在本發明的一實施例中,當上述像素陣列電路執行曝光操作時,此些像素單元中的每一者的光感測器是同時曝光。In an embodiment of the invention, when the above pixel array circuit performs an exposure operation, the light sensors of each of these pixel units are exposed at the same time.
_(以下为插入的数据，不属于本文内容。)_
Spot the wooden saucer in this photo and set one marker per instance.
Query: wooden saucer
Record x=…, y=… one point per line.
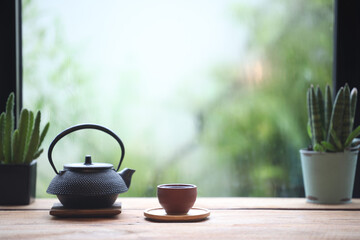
x=159, y=214
x=58, y=210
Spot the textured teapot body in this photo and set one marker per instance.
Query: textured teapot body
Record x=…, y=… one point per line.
x=89, y=185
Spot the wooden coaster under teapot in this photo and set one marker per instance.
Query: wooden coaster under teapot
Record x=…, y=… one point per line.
x=58, y=210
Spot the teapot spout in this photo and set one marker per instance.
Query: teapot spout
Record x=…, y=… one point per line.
x=126, y=175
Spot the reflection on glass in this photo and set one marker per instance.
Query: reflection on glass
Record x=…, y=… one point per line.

本發明的像素陣列電路包括多個像素單元。此些像素單元中的每一者包括光感測器、N個儲存器、N個傳輸電路以及M個浮動擴散節點,其中N為大於或等於二的正整數,且M為小於或等於N的正整數。光感測器耦接第一節點。N個儲存器耦接第一節點,分別用以儲存光感測器於不同次曝光所累積的電荷。N個傳輸電路中的每一者耦接在N個儲存器的其中一者與M個浮動擴散節點的其中一者之間,且受控於N個傳輸控制信號的其中一者以將N個儲存器的其中該者所儲存的電荷於特定時段內傳輸至M個浮動擴散節點的其中該者。The pixel array circuit of the present invention includes a plurality of pixel units. Each of these pixel units includes a light sensor, N memories, N transmission circuits, and M floating diffusion nodes, where N is a positive integer greater than or equal to two, and M is less than or equal to N Positive integer. The light sensor is coupled to the first node. The N storages are coupled to the first node, and are respectively used to store the charges accumulated by the photo sensor in different exposures. Each of the N transmission circuits is coupled between one of the N memories and one of the M floating diffusion nodes, and is controlled by one of the N transmission control signals to connect the N The charge stored by the one of the memories is transferred to the one of the M floating diffusion nodes within a specific time period.
基於上述,本發明實施例所提出的影像感測器及其像素陣列電路,是在各像素單元中設置儲存器以儲存光感測器曝光後所累積的電荷。由於儲存電荷的儲存器之電路面積相較於用來儲存數位像素值的數位記憶體的電路面積小,故而可有效降低影像感測器的硬體成本。Based on the above, the image sensor and the pixel array circuit thereof provided by the embodiments of the present invention are provided with a storage in each pixel unit to store the electric charge accumulated after the light sensor is exposed. Since the circuit area of the storage device for storing charge is smaller than that of the digital memory used for storing digital pixel values, the hardware cost of the image sensor can be effectively reduced.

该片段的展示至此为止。